La dernière partie du livre porte sur les perspectives économiques du cinéma africain. Sur un continent où le parc de salles est sinistré (« Notre cinéma n’a plus de maison » déplore le Béninois Idrissou Mora-Kpai), le Maroc, l’Afrique du Sud et l’Egypte sont des exceptions. En Afrique francophone, Olivier Barlet craint que l’influence de la télévision et la montée en puissance des films populaires à petit budget (Boubakar Diallo, Abdoulaye Dao) n’aboutissent à un recul de la créativité et de l’émotion mobilisatrice qui sont, pour lui, le propre du cinéma.

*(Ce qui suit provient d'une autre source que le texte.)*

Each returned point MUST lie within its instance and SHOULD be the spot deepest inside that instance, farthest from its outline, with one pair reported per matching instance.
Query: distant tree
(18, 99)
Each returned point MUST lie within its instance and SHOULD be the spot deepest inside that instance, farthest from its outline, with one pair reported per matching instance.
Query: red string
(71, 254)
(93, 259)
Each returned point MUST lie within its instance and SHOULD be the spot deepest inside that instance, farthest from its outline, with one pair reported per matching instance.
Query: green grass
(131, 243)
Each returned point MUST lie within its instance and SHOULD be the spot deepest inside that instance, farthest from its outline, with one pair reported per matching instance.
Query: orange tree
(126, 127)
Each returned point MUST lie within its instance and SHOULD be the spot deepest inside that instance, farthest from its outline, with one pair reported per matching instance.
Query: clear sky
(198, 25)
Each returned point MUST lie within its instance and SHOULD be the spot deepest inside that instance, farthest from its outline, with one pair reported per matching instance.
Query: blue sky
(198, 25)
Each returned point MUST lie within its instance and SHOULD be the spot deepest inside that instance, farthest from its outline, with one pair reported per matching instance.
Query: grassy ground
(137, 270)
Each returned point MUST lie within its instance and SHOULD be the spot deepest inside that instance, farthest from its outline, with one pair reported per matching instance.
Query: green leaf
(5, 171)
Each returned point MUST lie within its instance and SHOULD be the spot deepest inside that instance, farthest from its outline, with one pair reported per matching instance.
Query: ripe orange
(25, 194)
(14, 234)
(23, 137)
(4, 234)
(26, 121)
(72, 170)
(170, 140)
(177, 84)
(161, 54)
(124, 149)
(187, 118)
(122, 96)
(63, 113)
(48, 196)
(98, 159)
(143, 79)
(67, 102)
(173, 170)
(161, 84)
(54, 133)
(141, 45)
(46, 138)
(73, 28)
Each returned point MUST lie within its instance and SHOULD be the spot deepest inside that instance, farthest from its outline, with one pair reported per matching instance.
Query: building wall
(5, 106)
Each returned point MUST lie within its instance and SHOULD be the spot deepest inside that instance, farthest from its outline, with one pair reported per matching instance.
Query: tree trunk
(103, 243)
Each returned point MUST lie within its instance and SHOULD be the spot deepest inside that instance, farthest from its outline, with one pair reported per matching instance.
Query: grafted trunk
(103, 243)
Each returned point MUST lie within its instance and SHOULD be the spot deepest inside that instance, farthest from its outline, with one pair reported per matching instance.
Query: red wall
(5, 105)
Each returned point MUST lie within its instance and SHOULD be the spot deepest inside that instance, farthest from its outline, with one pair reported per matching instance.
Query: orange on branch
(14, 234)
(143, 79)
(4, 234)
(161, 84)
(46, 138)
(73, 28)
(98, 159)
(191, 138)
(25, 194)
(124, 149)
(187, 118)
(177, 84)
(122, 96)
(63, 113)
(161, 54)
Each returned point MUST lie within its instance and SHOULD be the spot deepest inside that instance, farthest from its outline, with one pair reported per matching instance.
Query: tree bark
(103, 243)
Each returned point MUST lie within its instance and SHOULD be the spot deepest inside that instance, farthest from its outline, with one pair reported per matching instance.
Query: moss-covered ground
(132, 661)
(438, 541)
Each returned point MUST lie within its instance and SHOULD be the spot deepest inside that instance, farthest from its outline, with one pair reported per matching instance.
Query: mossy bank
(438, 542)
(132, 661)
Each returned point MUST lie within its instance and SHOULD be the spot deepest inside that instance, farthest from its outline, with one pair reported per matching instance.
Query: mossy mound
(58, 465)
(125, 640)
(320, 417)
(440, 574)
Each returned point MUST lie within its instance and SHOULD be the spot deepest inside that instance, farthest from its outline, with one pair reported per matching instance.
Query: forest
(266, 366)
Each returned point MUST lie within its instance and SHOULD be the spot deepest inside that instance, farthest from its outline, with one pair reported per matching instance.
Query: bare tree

L’auteur des « Cinémas d’Afrique » n’est pas davantage convaincu par l’expérience du Nigeria (« Nollywood ») où les lois du marché, les seules qui comptent, tirent vers le bas l’ensemble de la production.

On peut regretter qu’Olivier Barlet ne fasse qu’esquisser ce qui lui paraît indispensable à un renouveau : la mise en place de politiques nationales et « la montée en force d’une société civile artistique et culturelle organisée ».

« Les cinémas d’Afrique des années 2000 » est un livre parfois ardu (notamment dans certains développements sur le rôle de la critique), mais parfois aussi lumineux (brillante démolition des « clichés post-coloniaux ») et toujours riche et stimulant, avec de multiples citations de proverbes ou de mots d’auteurs savoureux qui contribuent à la réflexion sur les films mais aussi sur les cultures et les sociétés africaines.